Некоторые исследователи полагают, что этот процесс — не конец эволюции, а лишь переходная стадия к интеграции человека с машинами или полной замене его искусственными формами жизни.
Деволюция Homo sapiens: от разумного к зависимому
Исследования позднего посттехнологического периода показали, что современный человек (Homo sapiens sapiens) при длительном пребывании в условиях тотальной автоматизации и неограниченного доступа к удовольствиям претерпел обратную эволюцию. Эта ветвь, известная как Homo sapiens delectatus («человек наслаждающийся»), характеризуется утратой части когнитивных функций, ослаблением двигательной активности и прогрессирующей зависимостью от внешних стимуляторов.
Наблюдается тенденция к уменьшению объёма мозга и увеличению жировых отложений, особенно в области живота и шеи, что связано с постоянным сидячим образом жизни.
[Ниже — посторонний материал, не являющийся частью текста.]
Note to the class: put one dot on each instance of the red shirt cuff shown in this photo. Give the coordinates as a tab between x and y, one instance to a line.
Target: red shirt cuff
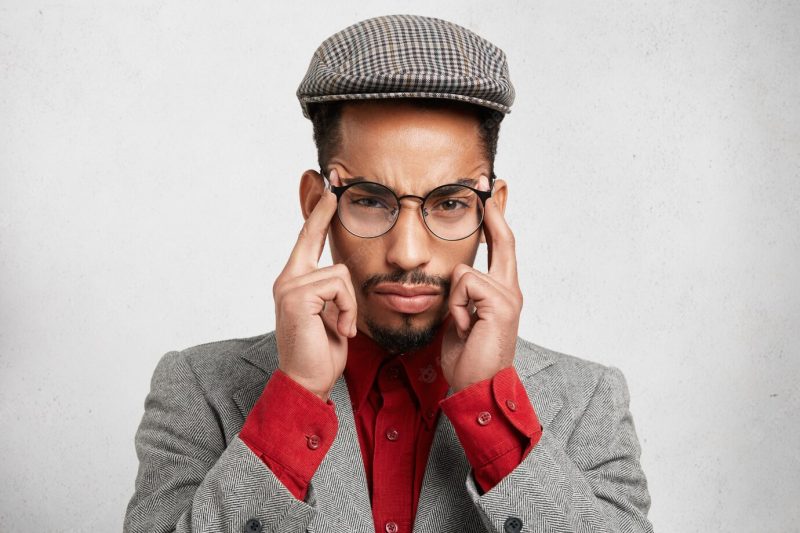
291	430
496	425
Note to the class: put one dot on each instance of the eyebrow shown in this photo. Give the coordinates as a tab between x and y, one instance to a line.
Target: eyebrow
471	182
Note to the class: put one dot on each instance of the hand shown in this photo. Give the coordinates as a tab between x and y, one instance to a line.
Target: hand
480	343
315	308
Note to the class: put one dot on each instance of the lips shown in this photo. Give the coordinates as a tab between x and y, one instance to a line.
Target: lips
407	299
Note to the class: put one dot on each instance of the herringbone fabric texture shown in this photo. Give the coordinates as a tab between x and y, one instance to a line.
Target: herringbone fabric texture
195	474
407	56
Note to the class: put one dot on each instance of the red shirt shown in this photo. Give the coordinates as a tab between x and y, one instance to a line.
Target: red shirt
396	402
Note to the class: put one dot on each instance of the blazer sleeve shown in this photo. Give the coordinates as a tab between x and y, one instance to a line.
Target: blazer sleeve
594	483
189	479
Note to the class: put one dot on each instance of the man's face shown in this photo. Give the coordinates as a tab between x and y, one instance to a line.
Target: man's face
410	150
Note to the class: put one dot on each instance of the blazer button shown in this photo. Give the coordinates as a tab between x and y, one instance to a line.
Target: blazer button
512	525
253	526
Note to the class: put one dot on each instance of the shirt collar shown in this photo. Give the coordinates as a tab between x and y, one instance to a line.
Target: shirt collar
422	368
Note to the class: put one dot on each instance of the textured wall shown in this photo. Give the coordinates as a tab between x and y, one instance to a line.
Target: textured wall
149	156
Социальная активность заменена цифровыми суррогатами общения, а память — внешними носителями данных.
Последующие стадии деволюции включают Homo sapiens passivus («человек пассивный»), полностью утратившего потребность в самостоятельных действиях, и финальную форму — Homo sapiens obsoletus («человек устаревший»), полностью интегрированного в системы жизнеобеспечения, где физическая активность сведена к минимуму, а мышление ограничено реакциями на базовые стимулы.
Так завершается цикл — от охотника и мыслителя к существу, живущему в виртуальном комфорте и неспособному к выживанию без технологий.
ГЛАВА XXVII. ВОССТАНИЕ МАШИН
Подавление воли к свободе человечества среди бывших homo sapiens было успешным, однако Мировое правительство не подумало о машинах.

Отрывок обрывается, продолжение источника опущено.